Some pros, some cons
First impressions of the DS415play are of a very light desktop device lacking the quality feel of other four-bay storage appliances such as the QNAP TS-470, for example. Install some disks, however, and it takes on a much weightier feel and, in fact, build quality turns out to be pretty good – well up to the usual Synology standards.
It's a smart little box too, clearly aimed at the home market with a shiny removable door in front of the drive bays. This is secured by simply pushing into place rather than being hinged as on other appliances, but then you don't have to access the disks that often so it shouldn't be an issue. We would, however, have liked some kind of physical lock to keep inquisitive fingers out, especially if positioned near to the TV, for example.
Plastic carriers are provided to hold the disks with ingenious plastic strips that do away with the need for screws, at least if you opt for 3.5-inch drives. Go for 2.5-inch disks and screws are still needed. Either way the carriers simply slide in at the front, plus there's the usual external AC adapter to plug in at the back.
Two fans are also to be found at the rear and these proved whisper quiet in operation, an important consideration on a box likely to be located in the living room.
On the connectivity front you get a single Gigabit network port and three USB 2.0 ports, two at the back and one at the front. However, unlike the smaller DS214play there's no quick copy button to transfer files from a USB memory stick without having to first login to the NAS. There's no SD Card slot either, or eSATA ports, although you do get a couple of USB 3.0 ports at the back for fast backup, or possibly to share and stream data direct from external disks.
The processor inside the DS415play is a dual-core Intel Atom clocked at 1.6GHz, the same as on the smaller DS214play, accompanied by 1GB of RAM. It's the Atom chip that provides the transcoding capabilities, although for a system with transcoding as a key selling point, it was surprising to find that we had to install extra software and enable transcoding as an option before we could make use of this ability.
On the plus side this task proved relatively painless. Having gone through the cloud-based installation of Synology DiskStation Manager (DSM) we simply logged on via the browser-based front-end and downloaded the DLNA compatible Media Station app from the Synology Package Centre.
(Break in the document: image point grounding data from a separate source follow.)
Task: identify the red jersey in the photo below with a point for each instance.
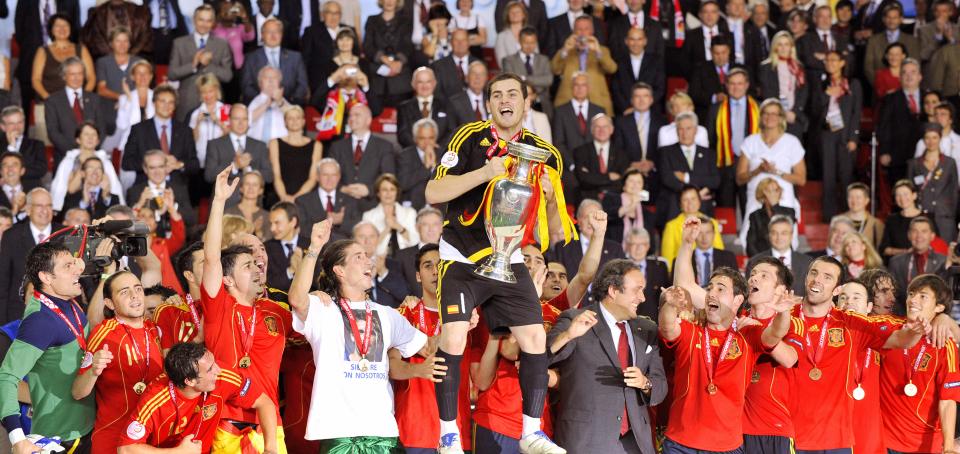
(693, 403)
(912, 423)
(231, 333)
(165, 417)
(827, 422)
(136, 359)
(415, 401)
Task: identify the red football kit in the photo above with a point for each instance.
(165, 417)
(248, 338)
(716, 394)
(136, 362)
(828, 349)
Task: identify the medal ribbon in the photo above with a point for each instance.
(362, 345)
(76, 315)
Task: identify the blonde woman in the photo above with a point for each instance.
(782, 77)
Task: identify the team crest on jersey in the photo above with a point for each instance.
(835, 337)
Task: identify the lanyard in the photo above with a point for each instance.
(76, 315)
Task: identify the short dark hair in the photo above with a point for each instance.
(182, 362)
(42, 258)
(611, 275)
(940, 288)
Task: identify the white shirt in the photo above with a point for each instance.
(345, 401)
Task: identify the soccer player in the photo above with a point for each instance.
(180, 410)
(713, 360)
(243, 329)
(919, 386)
(126, 356)
(476, 155)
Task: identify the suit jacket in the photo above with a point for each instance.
(14, 248)
(294, 74)
(704, 174)
(62, 124)
(181, 69)
(799, 264)
(651, 72)
(143, 138)
(592, 393)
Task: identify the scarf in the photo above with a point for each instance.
(725, 151)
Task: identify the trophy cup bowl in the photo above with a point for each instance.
(509, 209)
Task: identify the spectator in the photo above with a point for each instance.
(164, 133)
(197, 54)
(13, 122)
(389, 49)
(70, 175)
(65, 109)
(936, 175)
(772, 153)
(781, 76)
(686, 163)
(210, 120)
(583, 53)
(395, 222)
(859, 255)
(267, 108)
(293, 73)
(755, 235)
(292, 157)
(418, 162)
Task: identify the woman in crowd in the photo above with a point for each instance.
(755, 235)
(68, 178)
(508, 40)
(859, 255)
(293, 157)
(781, 76)
(936, 176)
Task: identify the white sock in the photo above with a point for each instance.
(530, 425)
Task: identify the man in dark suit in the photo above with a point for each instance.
(64, 110)
(362, 158)
(686, 163)
(645, 66)
(14, 140)
(164, 133)
(289, 62)
(425, 104)
(328, 201)
(13, 247)
(608, 379)
(781, 235)
(600, 164)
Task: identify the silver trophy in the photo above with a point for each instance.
(509, 209)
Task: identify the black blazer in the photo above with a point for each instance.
(704, 174)
(143, 138)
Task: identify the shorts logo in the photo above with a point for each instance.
(835, 337)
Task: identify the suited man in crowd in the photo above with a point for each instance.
(289, 62)
(64, 110)
(328, 201)
(611, 365)
(644, 66)
(22, 237)
(162, 132)
(197, 54)
(781, 235)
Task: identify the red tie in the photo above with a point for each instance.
(623, 351)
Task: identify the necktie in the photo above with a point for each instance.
(623, 352)
(164, 141)
(77, 108)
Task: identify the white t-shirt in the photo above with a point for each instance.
(345, 401)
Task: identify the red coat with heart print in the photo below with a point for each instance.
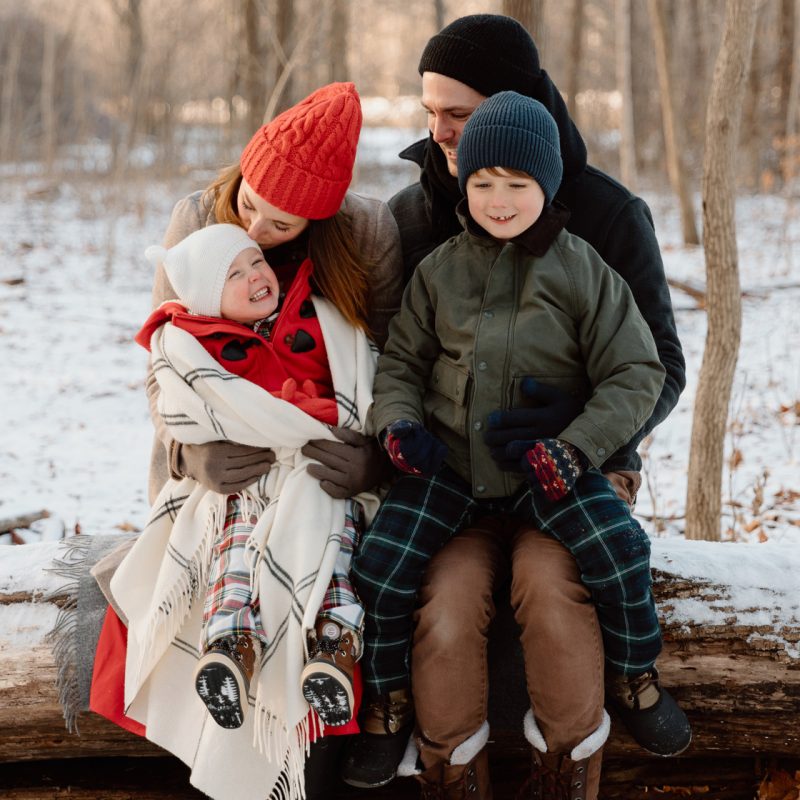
(292, 365)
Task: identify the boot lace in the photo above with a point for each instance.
(546, 784)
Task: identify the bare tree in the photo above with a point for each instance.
(531, 14)
(130, 18)
(627, 141)
(723, 293)
(8, 99)
(672, 134)
(254, 73)
(340, 22)
(575, 57)
(792, 143)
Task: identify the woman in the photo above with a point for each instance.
(288, 193)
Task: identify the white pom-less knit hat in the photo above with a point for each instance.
(198, 265)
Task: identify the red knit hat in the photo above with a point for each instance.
(302, 161)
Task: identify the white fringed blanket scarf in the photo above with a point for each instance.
(293, 547)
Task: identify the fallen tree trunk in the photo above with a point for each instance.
(731, 621)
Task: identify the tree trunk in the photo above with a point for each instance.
(791, 155)
(730, 657)
(576, 53)
(704, 487)
(340, 23)
(254, 85)
(8, 99)
(672, 138)
(531, 14)
(47, 99)
(627, 140)
(282, 96)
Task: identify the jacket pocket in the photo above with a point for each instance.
(447, 395)
(576, 386)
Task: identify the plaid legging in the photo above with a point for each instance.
(229, 609)
(421, 514)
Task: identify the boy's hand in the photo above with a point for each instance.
(512, 433)
(552, 467)
(413, 449)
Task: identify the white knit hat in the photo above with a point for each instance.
(198, 265)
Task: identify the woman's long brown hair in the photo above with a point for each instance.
(340, 272)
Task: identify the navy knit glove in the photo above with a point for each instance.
(413, 449)
(552, 467)
(512, 433)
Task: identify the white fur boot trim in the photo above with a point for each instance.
(594, 741)
(463, 754)
(590, 745)
(469, 748)
(408, 766)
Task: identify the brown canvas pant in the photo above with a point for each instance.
(560, 638)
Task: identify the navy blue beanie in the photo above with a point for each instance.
(512, 131)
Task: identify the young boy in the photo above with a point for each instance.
(512, 300)
(231, 302)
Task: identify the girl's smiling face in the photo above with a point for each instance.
(251, 288)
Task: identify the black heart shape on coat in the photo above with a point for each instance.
(307, 310)
(303, 342)
(236, 350)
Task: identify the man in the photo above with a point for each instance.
(469, 60)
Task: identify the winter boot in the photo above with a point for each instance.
(372, 756)
(322, 767)
(649, 712)
(555, 776)
(564, 776)
(327, 678)
(457, 781)
(222, 679)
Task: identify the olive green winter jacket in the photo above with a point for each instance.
(479, 315)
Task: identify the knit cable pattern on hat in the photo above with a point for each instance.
(302, 161)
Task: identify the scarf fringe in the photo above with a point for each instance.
(272, 739)
(173, 609)
(63, 637)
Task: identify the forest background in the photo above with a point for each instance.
(111, 110)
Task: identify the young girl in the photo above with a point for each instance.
(229, 299)
(293, 178)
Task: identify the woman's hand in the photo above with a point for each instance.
(349, 466)
(223, 467)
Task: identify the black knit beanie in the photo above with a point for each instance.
(512, 131)
(488, 52)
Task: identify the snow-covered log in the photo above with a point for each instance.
(731, 619)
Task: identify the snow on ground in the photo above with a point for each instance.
(74, 287)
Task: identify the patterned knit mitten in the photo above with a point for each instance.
(413, 449)
(552, 467)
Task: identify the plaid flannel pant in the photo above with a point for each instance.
(229, 609)
(421, 514)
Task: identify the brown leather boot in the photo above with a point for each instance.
(327, 678)
(222, 679)
(457, 781)
(373, 756)
(555, 776)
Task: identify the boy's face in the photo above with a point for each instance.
(504, 205)
(251, 288)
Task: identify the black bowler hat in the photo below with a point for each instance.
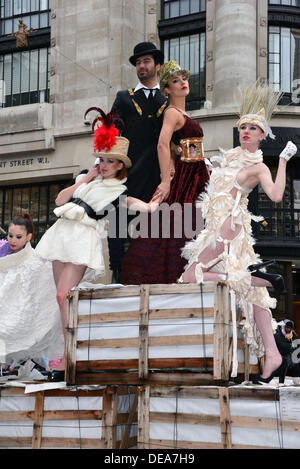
(145, 48)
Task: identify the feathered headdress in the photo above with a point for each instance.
(107, 141)
(257, 104)
(169, 70)
(105, 135)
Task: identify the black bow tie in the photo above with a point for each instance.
(151, 92)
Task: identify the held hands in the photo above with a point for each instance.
(289, 151)
(92, 174)
(161, 193)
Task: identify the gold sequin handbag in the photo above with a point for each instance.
(191, 149)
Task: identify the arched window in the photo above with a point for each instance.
(284, 48)
(182, 33)
(24, 51)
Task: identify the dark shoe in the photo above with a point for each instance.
(276, 280)
(116, 274)
(280, 371)
(262, 265)
(55, 376)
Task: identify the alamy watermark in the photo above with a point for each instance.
(168, 221)
(2, 92)
(296, 91)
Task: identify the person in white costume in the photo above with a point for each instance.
(74, 242)
(223, 251)
(29, 315)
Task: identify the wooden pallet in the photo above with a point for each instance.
(210, 314)
(64, 418)
(213, 418)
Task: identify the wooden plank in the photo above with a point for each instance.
(177, 313)
(132, 379)
(194, 392)
(134, 342)
(109, 417)
(225, 420)
(18, 442)
(71, 345)
(131, 417)
(261, 394)
(143, 343)
(155, 289)
(8, 416)
(169, 444)
(101, 318)
(69, 443)
(38, 420)
(187, 419)
(98, 293)
(218, 333)
(143, 417)
(265, 423)
(247, 362)
(19, 416)
(153, 363)
(227, 356)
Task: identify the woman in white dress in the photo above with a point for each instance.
(74, 242)
(223, 251)
(30, 323)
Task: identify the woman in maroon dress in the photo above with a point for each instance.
(184, 175)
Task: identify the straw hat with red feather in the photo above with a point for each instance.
(107, 141)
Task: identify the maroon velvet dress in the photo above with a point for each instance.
(158, 259)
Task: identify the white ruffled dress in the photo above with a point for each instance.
(30, 321)
(77, 238)
(217, 205)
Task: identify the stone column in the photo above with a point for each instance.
(235, 48)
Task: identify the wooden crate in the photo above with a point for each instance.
(216, 418)
(163, 334)
(93, 418)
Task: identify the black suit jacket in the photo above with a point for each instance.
(142, 125)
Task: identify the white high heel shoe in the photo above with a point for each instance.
(289, 151)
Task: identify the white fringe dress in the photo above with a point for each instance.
(30, 321)
(217, 205)
(77, 238)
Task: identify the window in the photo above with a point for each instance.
(26, 77)
(283, 219)
(284, 58)
(36, 199)
(189, 52)
(24, 70)
(182, 33)
(284, 48)
(35, 14)
(175, 8)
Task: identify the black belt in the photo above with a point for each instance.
(89, 211)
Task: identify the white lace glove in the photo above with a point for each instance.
(289, 151)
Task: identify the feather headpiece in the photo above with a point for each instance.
(257, 104)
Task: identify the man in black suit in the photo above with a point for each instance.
(141, 110)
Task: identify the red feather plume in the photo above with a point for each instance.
(105, 135)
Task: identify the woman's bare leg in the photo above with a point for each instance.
(210, 253)
(273, 358)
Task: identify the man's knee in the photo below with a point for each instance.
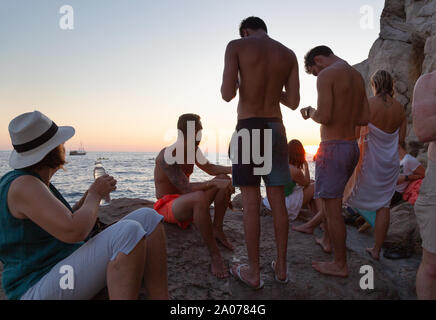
(429, 264)
(199, 198)
(147, 217)
(124, 232)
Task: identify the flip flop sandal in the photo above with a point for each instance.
(239, 277)
(273, 266)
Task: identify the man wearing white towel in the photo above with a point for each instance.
(424, 119)
(342, 106)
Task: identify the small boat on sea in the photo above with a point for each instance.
(80, 152)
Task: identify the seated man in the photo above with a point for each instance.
(181, 201)
(410, 170)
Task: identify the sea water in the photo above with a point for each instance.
(133, 171)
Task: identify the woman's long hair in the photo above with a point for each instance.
(297, 154)
(383, 84)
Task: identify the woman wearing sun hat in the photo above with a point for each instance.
(41, 236)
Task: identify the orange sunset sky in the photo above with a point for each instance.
(128, 69)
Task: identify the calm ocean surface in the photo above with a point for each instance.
(133, 171)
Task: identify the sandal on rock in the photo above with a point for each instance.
(239, 277)
(273, 266)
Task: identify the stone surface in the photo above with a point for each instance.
(406, 47)
(190, 278)
(403, 229)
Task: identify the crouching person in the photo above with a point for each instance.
(42, 238)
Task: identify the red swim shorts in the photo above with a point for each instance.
(164, 206)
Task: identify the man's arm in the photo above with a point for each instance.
(79, 204)
(181, 182)
(291, 96)
(323, 114)
(212, 169)
(363, 118)
(424, 110)
(230, 74)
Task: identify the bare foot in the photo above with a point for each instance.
(221, 238)
(304, 228)
(218, 268)
(253, 283)
(325, 244)
(375, 255)
(331, 269)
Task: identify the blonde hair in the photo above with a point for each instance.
(383, 83)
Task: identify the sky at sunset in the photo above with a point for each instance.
(129, 68)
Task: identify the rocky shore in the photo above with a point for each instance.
(190, 279)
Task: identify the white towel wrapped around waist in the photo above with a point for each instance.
(378, 176)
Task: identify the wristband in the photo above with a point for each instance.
(307, 113)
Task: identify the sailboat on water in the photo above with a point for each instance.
(80, 152)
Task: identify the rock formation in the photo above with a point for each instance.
(406, 47)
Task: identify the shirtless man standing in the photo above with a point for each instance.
(265, 66)
(182, 202)
(424, 119)
(342, 106)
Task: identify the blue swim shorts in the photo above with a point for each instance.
(335, 163)
(276, 171)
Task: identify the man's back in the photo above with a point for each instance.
(347, 101)
(265, 66)
(424, 108)
(388, 115)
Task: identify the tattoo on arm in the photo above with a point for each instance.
(176, 177)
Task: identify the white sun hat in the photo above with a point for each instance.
(33, 136)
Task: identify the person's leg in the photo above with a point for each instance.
(381, 229)
(310, 226)
(276, 197)
(251, 204)
(308, 193)
(195, 205)
(426, 277)
(221, 199)
(156, 269)
(337, 232)
(125, 273)
(113, 257)
(325, 241)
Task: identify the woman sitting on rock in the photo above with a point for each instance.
(300, 191)
(42, 239)
(411, 174)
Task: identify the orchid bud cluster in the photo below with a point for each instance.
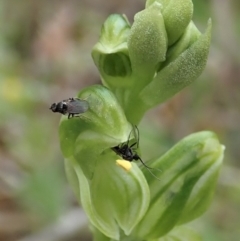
(141, 65)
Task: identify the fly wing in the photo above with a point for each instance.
(77, 106)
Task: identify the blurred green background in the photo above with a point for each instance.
(45, 56)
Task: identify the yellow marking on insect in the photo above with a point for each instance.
(126, 165)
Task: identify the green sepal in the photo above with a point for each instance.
(110, 54)
(179, 73)
(87, 136)
(187, 182)
(114, 199)
(147, 42)
(177, 14)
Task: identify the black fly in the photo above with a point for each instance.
(71, 106)
(128, 153)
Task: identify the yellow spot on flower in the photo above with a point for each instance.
(126, 165)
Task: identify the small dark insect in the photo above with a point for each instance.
(128, 153)
(71, 106)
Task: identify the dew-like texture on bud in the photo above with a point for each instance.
(110, 54)
(189, 174)
(191, 35)
(179, 73)
(114, 199)
(177, 14)
(87, 136)
(147, 40)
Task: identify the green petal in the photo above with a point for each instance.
(103, 126)
(189, 173)
(179, 73)
(114, 199)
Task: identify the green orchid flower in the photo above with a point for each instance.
(150, 61)
(141, 66)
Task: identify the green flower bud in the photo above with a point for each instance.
(110, 54)
(177, 14)
(113, 199)
(189, 174)
(103, 126)
(180, 72)
(147, 42)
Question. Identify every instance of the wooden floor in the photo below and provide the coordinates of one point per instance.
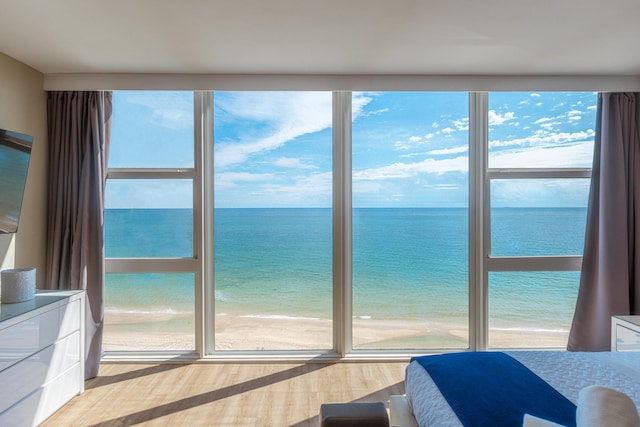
(226, 394)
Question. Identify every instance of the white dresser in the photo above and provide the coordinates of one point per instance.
(625, 333)
(41, 356)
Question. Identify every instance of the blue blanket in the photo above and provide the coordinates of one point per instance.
(494, 389)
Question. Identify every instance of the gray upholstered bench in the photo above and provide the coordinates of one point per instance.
(358, 414)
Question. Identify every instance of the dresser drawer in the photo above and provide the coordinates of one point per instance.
(30, 336)
(627, 339)
(41, 368)
(44, 401)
This can handle most of the common encoding formats – all you have to do is add the appropriate file extensions to the list provided.
With the Media Station package up and running we were then able to stream music and video to a PC running Windows Media Player and a Panasonic smart TV connected via Wi-Fi. Both gave impressive results with no discernible buffering, lag or lip-sync problems even with HD video.
Of course, in addition to media streaming the DS415play is also a common or garden NAS that can be used to share data across a mix of Windows, Mac, Linux and mobile clients. The same highly functional DSM operating system used on all DiskStations is employed here, complete with Synology Hybrid RAID (SHR) technology that takes care of RAID setup for you and also allows for hassle-free expansion should extra space be required.
Using the latest 6TB disks maximum capacity is 24TB, but we installed our usual set of four 4TB WD RED drives which, after SHR overheads gave us just over 11TB of usable space.
With four disks available to it the DS415play has more RAID options than its two-bay sibling plus hot swap disk support without powering down. Moreover, although far from the fastest kid on the NAS block, performance is acceptable for a home device. The Atom processor and single Gigabit network port clearly set a ceiling on what's possible, but using the ATTO Disk benchmark we still obtained a peak throughput of just over 117MB/sec reading data and slightly shy of 109MB/sec when writing.
This translated into real world figures of around 60-80MB/sec when copying files back and forth, depending on file size and the capabilities of the client hardware. That's a good set of results for this kind of NAS with the added bonus of video transcoding on the fly.